Tuesday, July 17, 2012

Price as allocator of resources


Prices in financial markets serve as important signaling mechanisms. Price is an allocator of resources and it does the job very efficiently. That does not mean that the signals are always right, but the market will respond to the prices that are presented it. 

In commodity markets, price serves two important roles: it is a rationer of demand and it is an incentive mechanism for production. Commodity prices will ration demand. As prices increase, users will cut back on demand or it will look at substitutes to lower costs of production. There will be innovation to increase price efficiency and cut costs. Producers will adjust by making more. The incentives for high prices exist when prices rise. 

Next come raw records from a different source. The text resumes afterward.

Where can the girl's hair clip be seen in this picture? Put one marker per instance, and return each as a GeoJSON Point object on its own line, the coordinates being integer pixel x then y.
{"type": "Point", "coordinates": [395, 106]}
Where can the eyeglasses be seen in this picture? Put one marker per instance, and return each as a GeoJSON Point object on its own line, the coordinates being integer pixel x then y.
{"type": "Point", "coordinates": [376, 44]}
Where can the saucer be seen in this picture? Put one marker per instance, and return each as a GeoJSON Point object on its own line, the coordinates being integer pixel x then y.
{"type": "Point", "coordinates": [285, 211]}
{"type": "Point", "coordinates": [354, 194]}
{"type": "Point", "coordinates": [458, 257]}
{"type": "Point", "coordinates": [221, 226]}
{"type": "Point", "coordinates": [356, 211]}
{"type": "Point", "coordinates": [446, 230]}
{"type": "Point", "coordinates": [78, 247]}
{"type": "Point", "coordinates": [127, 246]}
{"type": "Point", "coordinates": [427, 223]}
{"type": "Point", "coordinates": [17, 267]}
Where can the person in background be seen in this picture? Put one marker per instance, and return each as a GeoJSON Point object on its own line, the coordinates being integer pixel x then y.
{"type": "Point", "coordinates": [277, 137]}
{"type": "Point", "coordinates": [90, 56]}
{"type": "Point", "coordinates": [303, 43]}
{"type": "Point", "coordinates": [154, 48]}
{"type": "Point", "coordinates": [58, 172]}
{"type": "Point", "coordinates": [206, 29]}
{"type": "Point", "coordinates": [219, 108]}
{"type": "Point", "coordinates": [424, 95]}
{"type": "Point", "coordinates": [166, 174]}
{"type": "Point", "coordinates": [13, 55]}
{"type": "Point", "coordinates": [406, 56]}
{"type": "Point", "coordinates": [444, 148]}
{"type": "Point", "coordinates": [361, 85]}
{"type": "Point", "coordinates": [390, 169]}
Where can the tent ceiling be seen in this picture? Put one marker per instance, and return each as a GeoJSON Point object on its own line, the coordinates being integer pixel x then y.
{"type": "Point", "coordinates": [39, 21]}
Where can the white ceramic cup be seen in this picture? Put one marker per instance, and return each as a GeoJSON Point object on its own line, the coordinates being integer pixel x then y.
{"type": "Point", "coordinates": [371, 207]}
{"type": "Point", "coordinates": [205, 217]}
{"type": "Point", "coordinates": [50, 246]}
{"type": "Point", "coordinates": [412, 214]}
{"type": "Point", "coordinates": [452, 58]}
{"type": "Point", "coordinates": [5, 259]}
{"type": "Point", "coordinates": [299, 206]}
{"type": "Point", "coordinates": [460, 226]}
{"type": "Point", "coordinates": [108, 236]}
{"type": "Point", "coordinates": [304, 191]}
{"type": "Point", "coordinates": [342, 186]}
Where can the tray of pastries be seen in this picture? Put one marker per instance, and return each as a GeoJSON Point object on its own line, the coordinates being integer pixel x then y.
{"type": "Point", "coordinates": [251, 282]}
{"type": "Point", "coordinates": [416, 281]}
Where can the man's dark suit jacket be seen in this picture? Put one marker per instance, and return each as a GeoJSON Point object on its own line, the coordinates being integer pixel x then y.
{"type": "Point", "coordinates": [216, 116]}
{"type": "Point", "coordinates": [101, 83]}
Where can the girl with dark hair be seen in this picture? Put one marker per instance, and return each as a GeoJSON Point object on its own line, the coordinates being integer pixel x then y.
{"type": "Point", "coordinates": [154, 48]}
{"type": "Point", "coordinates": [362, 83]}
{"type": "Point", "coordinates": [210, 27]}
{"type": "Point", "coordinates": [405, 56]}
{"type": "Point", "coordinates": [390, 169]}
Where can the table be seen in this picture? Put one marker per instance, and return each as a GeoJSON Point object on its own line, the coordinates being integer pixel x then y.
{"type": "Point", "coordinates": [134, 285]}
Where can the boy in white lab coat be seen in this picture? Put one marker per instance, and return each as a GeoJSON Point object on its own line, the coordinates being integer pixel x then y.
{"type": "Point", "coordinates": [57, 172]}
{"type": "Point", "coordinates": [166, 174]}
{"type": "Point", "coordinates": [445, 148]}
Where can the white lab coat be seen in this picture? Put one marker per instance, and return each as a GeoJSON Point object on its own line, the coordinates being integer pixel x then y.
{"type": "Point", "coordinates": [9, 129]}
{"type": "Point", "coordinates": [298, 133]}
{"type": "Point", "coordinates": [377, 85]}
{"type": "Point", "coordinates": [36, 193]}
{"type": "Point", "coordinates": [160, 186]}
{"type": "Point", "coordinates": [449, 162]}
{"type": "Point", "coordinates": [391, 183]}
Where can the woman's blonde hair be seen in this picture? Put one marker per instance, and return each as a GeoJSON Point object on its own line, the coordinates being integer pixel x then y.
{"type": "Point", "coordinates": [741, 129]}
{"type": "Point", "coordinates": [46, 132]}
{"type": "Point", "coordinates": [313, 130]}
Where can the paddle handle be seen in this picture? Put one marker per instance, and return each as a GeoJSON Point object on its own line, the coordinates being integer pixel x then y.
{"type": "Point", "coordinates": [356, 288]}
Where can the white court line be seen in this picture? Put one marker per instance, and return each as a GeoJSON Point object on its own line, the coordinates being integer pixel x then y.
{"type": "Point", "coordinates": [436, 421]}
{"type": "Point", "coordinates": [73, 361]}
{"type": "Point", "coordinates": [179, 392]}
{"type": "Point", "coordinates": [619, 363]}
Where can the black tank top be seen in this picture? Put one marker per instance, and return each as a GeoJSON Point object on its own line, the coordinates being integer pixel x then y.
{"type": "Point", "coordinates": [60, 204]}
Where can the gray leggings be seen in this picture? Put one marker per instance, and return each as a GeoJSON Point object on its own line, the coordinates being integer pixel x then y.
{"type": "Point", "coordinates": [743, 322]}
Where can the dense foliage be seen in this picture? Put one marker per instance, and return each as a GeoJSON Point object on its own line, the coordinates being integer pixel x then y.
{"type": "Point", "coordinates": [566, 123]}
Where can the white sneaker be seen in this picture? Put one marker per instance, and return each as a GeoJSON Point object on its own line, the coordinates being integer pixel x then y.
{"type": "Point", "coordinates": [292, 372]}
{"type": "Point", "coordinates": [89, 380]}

In the case of corn, the current price increase will cause feed lot operators to cutback demand. Ethanol plants are not profitable and cutting back demand. Creative destruction is occurring. There is no other option.  Ration will start to occur given the size of the move. The cutback and adjustments will increase if users believe the price increase is not temporary. 

Producers will respond to higher prices and generate more supply. This year's North American corn crop is damaged, but the current high prices is already causing Latin American farmers to think about increasing the size of their crop. The high crop prices will cause famers to again plant as much as possible.

These are simple concepts but there is always a need to go back to basics. The trick is learning ho the prices for s specific market will effect the supply and demand of that market uniquely. This means going down to the micro level and understanding the decision process for farmers. It means looking at market demand and determining how it will change for a given move in prices. Markets become more elastic over time. The question is how much time is necessary to get this adjustment.